There aren't that many distinct high level approaches that could
possibly decouple upgrading Postgres/the OS from reindexing. This is
one.

> And my opinion is that the problems caused by depending on OS libraries for collation need to be addressed on a
shortertimeline than what’s realistic for inventing a new way for a relational database to offer transparent or online
upgradesof linguistic collation versions. 

But what does that really mean? You can use ICU collations as the
default for the entire cluster now. Where do we still fall short? Do
you mean that there is still a question of actively encouraging using
ICU collations?

I don't understand what you're arguing for. Literally everybody agrees
that the current status quo is not good. That much seems settled to
me.

> Also I still think folks are overcomplicating this by focusing on linguistic collation as the solution.
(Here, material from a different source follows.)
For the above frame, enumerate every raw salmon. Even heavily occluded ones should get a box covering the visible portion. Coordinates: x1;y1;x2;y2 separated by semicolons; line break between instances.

I don't think that's true; I think that everybody understands that
being on the latest linguistic collation is only very rarely a
compelling feature. The whole way that BCP47 tags are so forgiving is
entirely consistent with that view of things.

But what difference does it make? As long as you accept that any
collation *might* need to be updated, or the default ICU version might
change on OS upgrade, then you have to have some strategy for dealing
with the transition. Not being on a very old obsolete version of ICU
will eventually become a "compelling feature" in its own right.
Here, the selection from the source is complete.